Siamo quindi giunti ad un nuovo round per la “pace” in Palestina. È un po’ come se gli israeliani, che abitano in un attico con giardino, dicessero ai palestinesi, costretti ad abitare in uno stanzino al pianoterra, facciamo un accordo che soddisfi le nostre esigenze però senza tener conto della sostanza della situazione patrimoniale, ovvero la questione delle risorse.

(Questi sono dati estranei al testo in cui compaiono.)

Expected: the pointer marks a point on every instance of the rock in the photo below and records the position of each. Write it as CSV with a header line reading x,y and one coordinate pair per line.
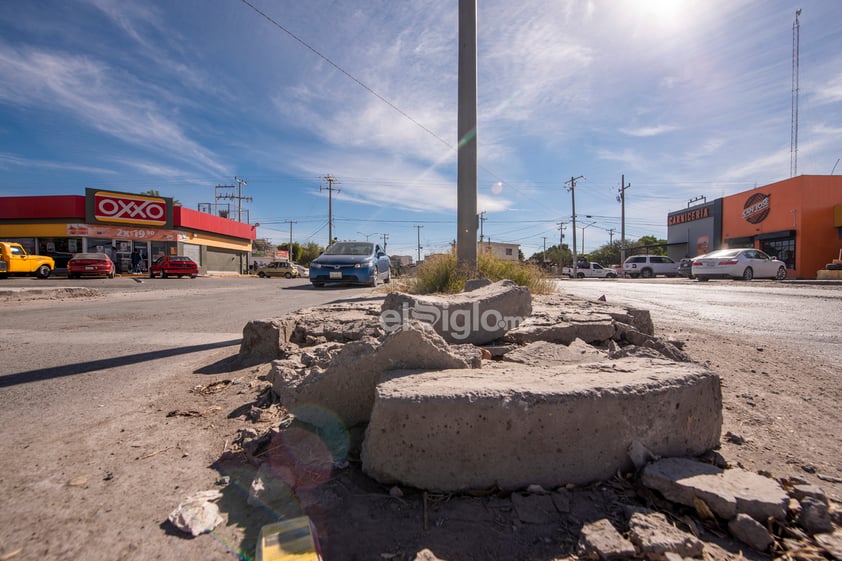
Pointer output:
x,y
831,543
346,387
478,317
750,532
655,537
726,492
806,490
512,425
197,514
601,541
814,517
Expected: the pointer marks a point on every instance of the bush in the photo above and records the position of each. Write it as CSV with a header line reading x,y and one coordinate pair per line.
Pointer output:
x,y
440,274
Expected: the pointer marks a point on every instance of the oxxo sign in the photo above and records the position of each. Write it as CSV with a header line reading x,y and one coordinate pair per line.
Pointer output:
x,y
125,208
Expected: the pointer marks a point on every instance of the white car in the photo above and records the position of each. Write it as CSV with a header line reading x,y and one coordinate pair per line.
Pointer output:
x,y
648,266
743,263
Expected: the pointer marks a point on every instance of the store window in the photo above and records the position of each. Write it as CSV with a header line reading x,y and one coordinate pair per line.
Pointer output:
x,y
783,249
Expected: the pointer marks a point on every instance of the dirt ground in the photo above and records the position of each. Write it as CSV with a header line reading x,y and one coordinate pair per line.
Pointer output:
x,y
781,418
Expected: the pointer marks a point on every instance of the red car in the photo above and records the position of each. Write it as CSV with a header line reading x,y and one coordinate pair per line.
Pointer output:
x,y
90,265
174,265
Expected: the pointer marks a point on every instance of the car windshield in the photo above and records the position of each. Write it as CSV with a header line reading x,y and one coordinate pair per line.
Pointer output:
x,y
350,248
723,253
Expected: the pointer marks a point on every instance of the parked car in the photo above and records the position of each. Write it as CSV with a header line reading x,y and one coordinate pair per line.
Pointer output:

Naturalmente questa è materia molto complessa e non può essere dettagliata in un post. Ne accenno solo per dire che le questioni non sono solo come appaiono e vengono descritte dai media. Il problema fondamentale della regione, come molti sanno, è lo sfruttamento delle risorse, soprattutto naturali e tra queste, in primis, di quelle idriche. I problemi idrici della regione hanno origine principalmente dal suo clima e non dalla politica. Pertanto le politiche idriche, condizionando in maniera notevole i settori produttivi e acquisiscono un ruolo preponderante nel delinearsi dei gruppi di pressione e dei fronti di consenso.
Così come va posto in rilievo che l’obiettivo di aumentare la dotazione di risorse idriche rinnovabili ha connotato tutta la strategia territoriale israeliana, in quanto la scarsità d’acqua ha rappresentato, da sempre, un grave vincolo allo sviluppo economico. La stessa guerra dei sei giorni si è presentata sin dai suoi esordi, al di là di quelli che sono i suoi indubbi risvolti strategico-militari, come una guerra per l’acqua, così come ha risposto agli stessi obiettivi l’occupazione israeliana del Libano del 1980. Entrambe queste guerre hanno permesso infatti ad Israele di estendere il suo controllo su importanti risorse idriche della regione.
Se non si ha chiaro questo punto, rischia di essere confuso e indeterminato tutto il resto.
Durante i negoziati di pace iniziati a Madrid nel 1991 per risolvere tale problema della ripartizione delle risorse idriche dei territori della Cisgiordania e della striscia di Gaza, gli israeliani e i palestinesi si avvalsero dei principi generali che regolano l’utilizzazione dei corsi d’acqua internazionali, in particolare delle norme dell’equa utilizzazione e del divieto di causare danni, ecc. ecc..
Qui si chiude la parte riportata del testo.